Domenica 26 maggio, nel santuario della Trinità, al termine della solenne processione dedicata a Maria Santissima Liberatrice e prima della santa messa conclusiva, Antonello Ricci, accompagnato dal percussionista Roberto Pecci, narrerà lo stupefacente miracolo mariano del 1320 e la leggenda intorno a esso fiorita per sette secoli

Di Antonello Ricci

Quando qualche giorno fa ho messo giù il telefono, non ci volevo credere. Toccato nel cuore, intenerito, direi commosso. All’altro capo avevo appena goduto della leggera-cordiale calata romagnola del colto e umanissimo padre Mario. Ricevendone un invito speciale, di quelli davvero “ricordatori”. Un invito da parte del capitolo degli Agostiniani di Viterbo. Domenica 26 maggio, al termine della solenne processione che da secoli ricorda il miracolo della Madonna Liberatrice, davanti al popolo viterbese assiepato nel santuario della Trinità per la santa messa, a cospetto dello splendido e santo dipinto di primo Trecento che raffigura Maria in trono con Gesù in grembo: sarò il narratore ufficiale della leggenda dei meravigliosi fatti accaduti in Viterbo nella primavera del 1320.

Intenerito e commosso, ma soprattutto onorato.

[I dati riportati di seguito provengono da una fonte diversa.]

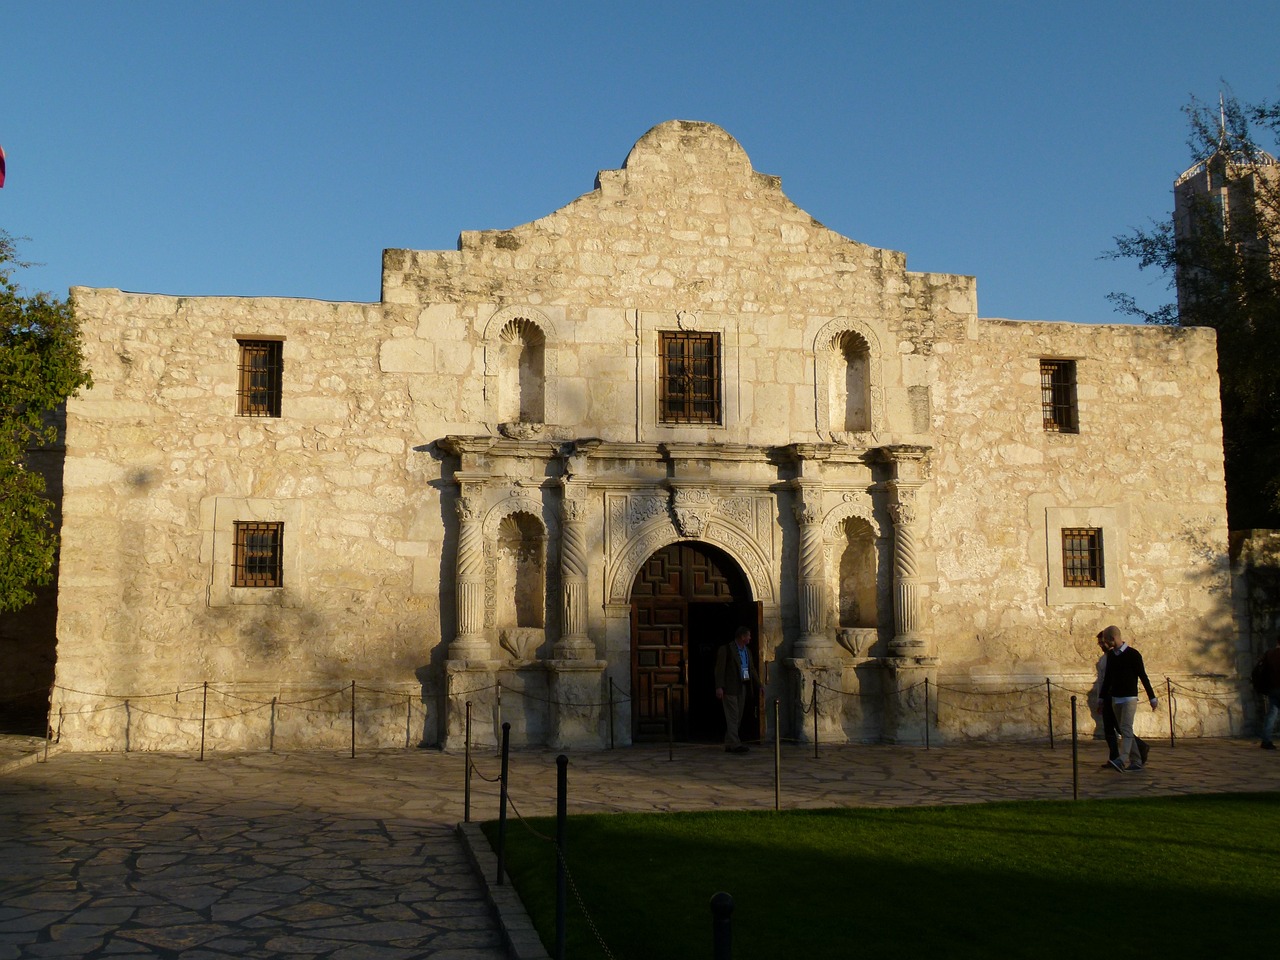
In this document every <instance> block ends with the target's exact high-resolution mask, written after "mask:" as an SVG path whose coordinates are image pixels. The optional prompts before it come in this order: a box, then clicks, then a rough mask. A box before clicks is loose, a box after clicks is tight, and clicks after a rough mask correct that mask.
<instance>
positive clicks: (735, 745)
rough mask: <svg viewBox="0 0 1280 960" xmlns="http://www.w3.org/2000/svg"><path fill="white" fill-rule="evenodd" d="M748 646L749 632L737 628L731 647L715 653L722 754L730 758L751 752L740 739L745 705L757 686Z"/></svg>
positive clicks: (758, 677)
mask: <svg viewBox="0 0 1280 960" xmlns="http://www.w3.org/2000/svg"><path fill="white" fill-rule="evenodd" d="M750 643H751V631H750V628H749V627H739V628H737V631H735V634H733V643H731V644H724V645H723V646H722V648H719V649H718V650H717V652H716V696H717V699H718V700H719V701H721V705H722V707H723V708H724V750H726V753H731V754H745V753H746V751H748V750H749V749H750V748H748V746H746V744H744V742H742V740H741V737H740V736H739V727H741V726H742V714H744V713H746V704H748V703H750V699H751V696H753V695H754V692H755V689H756V686H758V685H759V682H760V677H759V675H758V673H756V671H755V660H754V659H753V658H751V652H750V649H748V646H749V644H750Z"/></svg>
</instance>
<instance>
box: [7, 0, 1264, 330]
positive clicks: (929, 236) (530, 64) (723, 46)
mask: <svg viewBox="0 0 1280 960" xmlns="http://www.w3.org/2000/svg"><path fill="white" fill-rule="evenodd" d="M1219 12H1226V13H1219ZM1277 38H1280V4H1277V3H1275V0H1266V1H1262V0H1235V1H1234V3H1230V4H1225V5H1215V4H1208V3H1181V1H1180V0H1169V1H1166V3H1155V1H1153V3H1124V1H1123V0H1112V1H1111V3H1092V1H1087V3H1075V4H1044V3H977V1H975V3H891V1H888V0H881V3H820V4H806V3H786V4H783V3H777V4H773V3H698V1H696V0H685V1H684V3H635V1H634V0H632V1H631V3H609V1H608V0H598V1H596V3H576V1H570V3H524V4H515V3H488V4H467V3H458V1H457V0H454V1H452V3H430V4H429V3H361V4H355V3H352V4H338V3H326V1H324V0H317V1H315V3H287V1H283V0H274V1H273V0H257V1H255V3H175V1H174V3H168V1H166V3H151V1H142V0H138V1H137V3H120V1H95V3H69V1H59V0H49V1H47V3H31V1H28V3H23V4H10V5H6V6H5V10H4V15H3V19H0V145H3V146H4V148H5V151H6V154H8V157H9V163H8V183H6V186H5V187H4V189H0V228H4V229H5V230H8V232H9V233H10V234H13V236H15V237H26V238H29V239H27V241H24V242H23V243H22V248H20V252H22V253H23V256H24V257H26V259H27V260H32V261H38V262H40V265H38V266H36V268H33V269H29V270H26V271H23V274H22V276H20V280H22V283H23V284H24V285H26V287H27V288H29V289H47V291H52V292H55V293H58V294H60V296H61V294H65V291H67V288H68V287H69V285H73V284H77V285H88V287H119V288H122V289H129V291H143V292H156V293H173V294H189V296H197V294H232V296H238V294H242V296H291V297H294V296H296V297H314V298H319V300H353V301H375V300H378V297H379V282H380V276H379V271H380V264H381V251H383V250H384V248H387V247H408V248H413V250H452V248H454V246H456V243H457V236H458V232H460V230H463V229H500V228H508V227H513V225H516V224H520V223H525V221H527V220H531V219H535V218H538V216H543V215H545V214H548V212H550V211H552V210H554V209H557V207H559V206H562V205H564V204H566V202H568V201H571V200H572V198H575V197H577V196H580V195H582V193H586V192H588V191H590V189H591V186H593V180H594V175H595V172H596V170H599V169H613V168H618V166H621V165H622V161H623V159H625V157H626V155H627V151H628V150H630V148H631V145H632V143H634V142H635V141H636V140H639V137H640V136H641V134H643V133H644V132H645V131H648V129H649V128H650V127H653V125H654V124H657V123H660V122H663V120H668V119H675V118H678V119H691V120H710V122H713V123H717V124H719V125H721V127H723V128H724V129H727V131H728V132H730V133H731V134H732V136H733V137H736V138H737V140H739V142H740V143H741V145H742V146H744V148H745V150H746V152H748V155H749V156H750V157H751V161H753V165H754V166H755V169H756V170H760V172H763V173H769V174H776V175H778V177H781V178H782V188H783V191H786V193H787V195H788V196H790V197H791V198H792V200H794V201H795V202H796V204H799V205H800V206H801V207H804V209H805V210H806V211H808V212H810V214H812V215H813V216H815V218H817V219H819V220H822V221H823V223H824V224H827V225H828V227H831V228H832V229H835V230H838V232H840V233H842V234H845V236H847V237H851V238H854V239H858V241H861V242H864V243H870V244H873V246H878V247H890V248H892V250H900V251H904V252H905V253H906V257H908V266H909V269H913V270H928V271H941V273H957V274H972V275H975V276H977V278H978V308H979V314H980V315H983V316H993V317H996V316H998V317H1011V319H1039V320H1076V321H1088V323H1115V321H1121V320H1124V317H1121V316H1119V315H1116V314H1115V312H1114V310H1112V307H1111V305H1110V303H1108V302H1107V301H1106V294H1107V293H1108V292H1111V291H1126V292H1130V293H1133V294H1135V296H1137V297H1138V298H1139V301H1140V302H1146V303H1148V305H1153V303H1157V302H1162V300H1164V298H1165V297H1166V291H1165V288H1164V284H1162V283H1161V282H1160V280H1157V279H1156V278H1152V276H1148V275H1143V274H1139V273H1138V271H1137V269H1135V268H1134V266H1133V265H1130V264H1115V262H1107V261H1102V260H1100V259H1098V257H1100V253H1102V252H1103V251H1105V250H1107V248H1108V247H1110V246H1111V238H1112V237H1114V236H1115V234H1117V233H1123V232H1125V230H1128V229H1129V228H1133V227H1142V225H1147V224H1148V223H1149V221H1151V220H1152V219H1156V218H1161V216H1164V215H1165V214H1166V212H1167V211H1169V210H1170V209H1171V204H1172V201H1171V195H1170V189H1171V183H1172V179H1174V177H1176V175H1178V174H1179V173H1180V172H1181V170H1183V169H1185V168H1187V166H1189V165H1190V161H1192V157H1190V155H1189V154H1188V148H1187V145H1185V140H1187V125H1185V120H1184V116H1183V114H1181V113H1180V108H1181V106H1183V105H1184V104H1185V102H1187V101H1188V100H1189V97H1190V96H1192V95H1196V96H1199V97H1201V99H1207V100H1211V101H1212V100H1216V97H1217V93H1219V91H1220V90H1221V87H1222V83H1224V82H1226V83H1229V84H1230V87H1231V90H1233V91H1234V92H1235V95H1236V96H1239V97H1240V99H1242V100H1245V101H1257V100H1275V99H1277V97H1280V55H1277Z"/></svg>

Onorato sì: perché amo e studio la leggenda di Maria Santissima Liberatrice e le sue fonti da ormai trent’anni; da sempre riconoscendovi almeno due elementi di irrisolto-magnetico fascino: da una parte, pur laico, umilmente mi par di riconoscere nel nucleo di fede del miracolo uno straordinario segno-esempio di pietas dalla assoluta attualità; dall’altra, in quanto appassionato di letteratura, la gestazione espansiva dei nuclei narrativi della leggenda – dallo splendido volgare costellato di latinismi della prima-e-coeva, stenografica annotazione registrata nelle cronache di Casa Sacchi, all’elegante italiano settecentesco, sintatticamente sinfonico-arzigogolato, della monumentale “Istoria” di Feliciano Bussi – risuona di affascinanti-carismatici riverberi sul piano squisitamente poetico e narratologico.

Domenica pomeriggio dunque, nel breve arco di una decina di minuti, affiancato, protetto e sostenuto dalle delicate sonorità percussive dell’immancabile collega e fratello Roberto Pecci, un poco sentenzierò, un poco leggerò, un poco racconterò. Di sentimenti e risentimenti, di odi e rancori, di paure e speranze, di dignità, giustizia e desideri. Di un tempo così lontano da noi eppur così vicino; di un medioevo del quale ancora e sempre siamo figli. Per lingua e per cultura. Figli turbolenti magari, ma anche orgogliosi.